SF: What does your family think about what you’re working on?
TS: They are interested, but until the technology is proven to deliver economic value, curiosity remains relatively high. Genetic providers realize it is of enormous strategic importance to implement gene editing into genetic improvement programs for all food animals all the way down to aquaculture. We can solve many practical problems with management and animal well-being. It makes production more sustainable. If you do that by conventional breeding, it takes a lot longer.
SF: Are we at the very beginning of gene-editing technology?
TS: Yes. If you think back to the beginning of storing data and writing code for computing, that is where we’re at in this genetic revolution. These gene editors provide us the ability to write back to the genome. We’re still in the early days, and I’m sure the technology is going to get much more elegant. For producers and consumers to fear this technology is ridiculous considering that global expenditures on understanding DNA exceed $300 billion.
SF: Will farmers accept and use this technology?
TS: Oh, absolutely. If it makes life easier, why not? In one recent survey of farmers, they were asked if they would support research to replace the horned gene with the polled gene using precision breeding technology. Four out of five farmers said yes.

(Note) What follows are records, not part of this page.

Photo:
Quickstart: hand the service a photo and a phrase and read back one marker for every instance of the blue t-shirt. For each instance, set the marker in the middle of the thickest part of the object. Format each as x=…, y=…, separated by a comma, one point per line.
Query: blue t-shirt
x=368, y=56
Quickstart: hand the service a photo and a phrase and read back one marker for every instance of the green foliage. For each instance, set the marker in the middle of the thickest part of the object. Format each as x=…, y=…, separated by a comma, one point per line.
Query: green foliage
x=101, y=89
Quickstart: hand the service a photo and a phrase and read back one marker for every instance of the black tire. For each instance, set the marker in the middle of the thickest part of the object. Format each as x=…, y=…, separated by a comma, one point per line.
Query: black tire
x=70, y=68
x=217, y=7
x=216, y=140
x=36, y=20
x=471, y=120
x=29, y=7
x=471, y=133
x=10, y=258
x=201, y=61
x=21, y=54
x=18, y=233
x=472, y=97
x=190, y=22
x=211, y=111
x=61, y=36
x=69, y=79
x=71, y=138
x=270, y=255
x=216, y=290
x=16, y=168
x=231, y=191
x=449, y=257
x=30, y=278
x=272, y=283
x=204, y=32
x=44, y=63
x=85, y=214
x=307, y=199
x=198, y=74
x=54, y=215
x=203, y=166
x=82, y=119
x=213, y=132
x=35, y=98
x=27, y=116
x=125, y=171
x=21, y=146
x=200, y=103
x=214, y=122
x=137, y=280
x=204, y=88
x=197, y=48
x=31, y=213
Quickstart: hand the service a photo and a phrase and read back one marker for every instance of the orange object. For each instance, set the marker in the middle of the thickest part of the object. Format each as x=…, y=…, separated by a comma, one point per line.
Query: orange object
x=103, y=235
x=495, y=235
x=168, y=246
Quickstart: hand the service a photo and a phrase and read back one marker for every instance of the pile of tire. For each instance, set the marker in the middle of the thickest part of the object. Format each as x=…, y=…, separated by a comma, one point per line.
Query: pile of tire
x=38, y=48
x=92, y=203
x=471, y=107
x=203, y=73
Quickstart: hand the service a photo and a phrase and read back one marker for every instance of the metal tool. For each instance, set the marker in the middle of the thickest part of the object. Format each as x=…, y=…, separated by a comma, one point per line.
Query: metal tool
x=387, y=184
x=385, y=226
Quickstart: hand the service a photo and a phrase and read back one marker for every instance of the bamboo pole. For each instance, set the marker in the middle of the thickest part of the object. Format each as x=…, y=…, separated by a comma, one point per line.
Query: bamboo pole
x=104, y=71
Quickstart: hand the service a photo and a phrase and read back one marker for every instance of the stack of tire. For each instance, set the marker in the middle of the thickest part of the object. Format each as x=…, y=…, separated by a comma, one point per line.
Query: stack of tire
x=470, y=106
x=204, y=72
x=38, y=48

SF: What livestock would you like to have in commercial production in 10 years?
TS: I would like to have a thermal-tolerant, tick-resistant Bos Taurus breed of cattle in Brazil and in the southern U.S. Everywhere there is subtropical production, those sorts of cattle are needed.

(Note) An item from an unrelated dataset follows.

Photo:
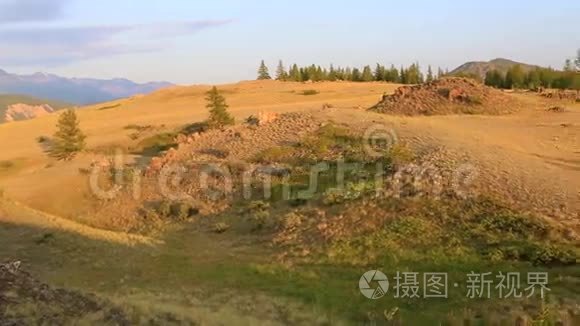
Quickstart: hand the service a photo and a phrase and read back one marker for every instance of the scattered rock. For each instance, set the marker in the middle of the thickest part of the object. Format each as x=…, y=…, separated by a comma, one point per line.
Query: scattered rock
x=450, y=95
x=557, y=109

They would also be applicable in Africa, where the demand for animal protein is going to increase sharply. Africa is way behind in animal productivity, and it’s really hard for the country to get around diseases and tropical adaptation problems. Africa is at the point where we were in the 1800s before we started farming with improved breeds. This technology can help get Africa there faster. It won’t completely solve everything, because the country still needs to do other important management practices to support production.

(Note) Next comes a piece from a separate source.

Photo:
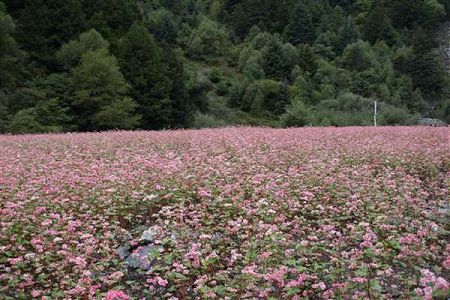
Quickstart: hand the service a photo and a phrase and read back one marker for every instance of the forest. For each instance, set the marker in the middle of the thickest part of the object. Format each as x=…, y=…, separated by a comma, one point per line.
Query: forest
x=93, y=65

SF: Will we get to the point where we can use pig livers in human transplants?
TS: The pig liver in a human is step one. Researchers have successfully resolved key incompatibility genes in the pig genome and developed pigs that cannot transmit pig retroviruses. The next phase is testing these organs.
Step two is using human livers that are grown in pigs. That is one of the reasons why I joined this company. Can we successfully grow human livers in a pig for transplant back to humans? That’s where our company is putting at least a third of its effort.
Bio for Tad Sonstegard
Title: Chief scientific officer of Acceligen, the agriculture division of Recombinetics, St. Paul, Minnesota
Hometown: Montivideo, Minnesota
Background: Sonstegard grew up on a fourth-generation crop and livestock farm. He bought his first cows when he was 12 and was active in 4-H, FFA, and the Red Angus Junior Association. His brothers are still on the farm selling purebred Red Angus seed stock.
Education: Sonstegard graduated from Iowa State University in ag biochemistry and got a doctorate in molecular genetics at the University of Minnesota. He spent 20 years with the USDA before joining Recombinetics.